Hockey became Rod’s passion and really his life. After junior hockey he played Intermediate Hockey with the Ponoka Stampeders of the Central Alberta Intermediate A Hockey League for two years - he probably would have played for the Wetaskiwin Colonels but they did not field a team.  After his two years in Ponoka it was Al Arner that persuaded Rod to become Player-coach of the Wetaskiwin Colonels when the Colonels had been accepted into the Battle River Hockey Intermediate “B” League with teams from Daysland, Killam, Hardisty, Alliance and Camrose. As a player, Rod was the class of the Battle River Hockey league.  He won the league scoring title and was named MVP of the Colonels.  It was noted in the Wetaskiwin Times after a win in Camrose: “Rod Fonteyne was the individual star, playing a sparkling offensive game as well as turning in some nice work on defence.  Time and again he brought spectators to their feet with his rink length dashes and at times he threw the Camrose defence into confusion.  He beat the Camrose net minder three times and picked up an assist on Kaiser’s goal in the third period to maintain his league leadership in total points.

After a year as player/coach of the Colonels, Rod tried his game in the semi-pro and pro leagues and played in Washington, Seattle and Milwaukee.  The first two years in Washington and Seattle he was cut from the teams and finished the hockey season playing for the Red Deer Rustlers. In his second year with the Rustlers, the team won the Western Canadian Championship and Rod was the leading scorer.  Rod’s longest stint as a pro was with the Milwaukee Falcons of the International Hockey League when he played fifty-five games.   After another year playing in Red Deer, Rod was at a cross-roads in his career and on a whim he accepted a job as player/coach with the Fort St.

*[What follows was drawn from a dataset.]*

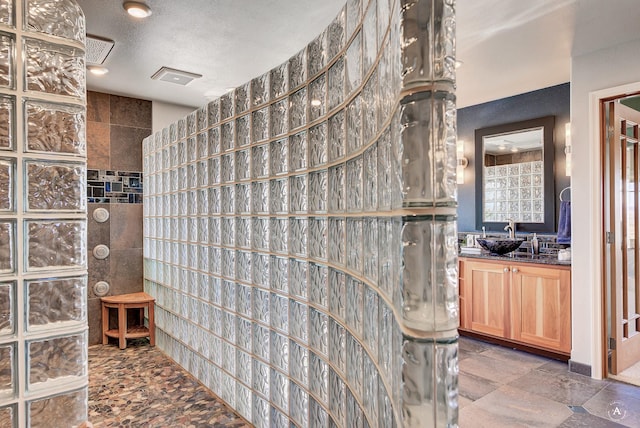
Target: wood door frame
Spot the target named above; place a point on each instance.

John Flyers Senior Men’s Hockey Team……..not even knowing where Fort St. John was!

It was the 1961-62 season when Rod moved to Fort St. John.  He was twenty-nine years old.  Rod lived in Fort St John the rest of his life.  He played hockey for another thirty-seven years retiring from the game at age sixty-six when his knees gave out!  His drive and enthusiasm must have rubbed off on the Flyers hockey club.  In his first year as player-coach the team won their first of eleven south Peace league championships. In the twelve years he coached they also won seven All Peace championships.  After coaching Rod continued playing for the Flyers. In his fifteen year career with the Flyers he scored over 300 goals, won three consecutive scoring titles and was awarded two league MVP honours - again he was often the “class of the field”.  Even though Rod lived in the far north, he did maintain contact with family and friends in Wetaskiwin and he did play Old Timer Hockey on the Wetaskiwin Relics team for almost twenty years…from the mid ’70’s to the early ’90's, traveling with the team to tournaments in Canada and some international events. 

Rod’s #12 jersey is enshrined in the North Peace Arena in Fort St. John where Rod left a formidable, half-century legacy in the Fort St. John’s hockey community.  This hockey season the Flyers wore a commemorative patch on their jerseys to remember Fonteyne.  After retiring Rod still attended every home game, he was a 'fixture' in the arena.

At his Celebration of Life in Fort St John, Rod was described by the Flyers president as a humble gentleman who gave much of himself and had an infectious smile.  Reading the condolences on line when Rod passed away, it is evident how well liked, how well respected, and how much he meant to his community……he was an icon in the city and the “Face of the Fort St John Flyers”.

Rod Fonteyne spent his life involved in a sport he loved….we should all be so lucky!  He was an exceptional athlete and hockey player and so worthy of induction into the Wetaskiwin and County Sports Hall of Fame.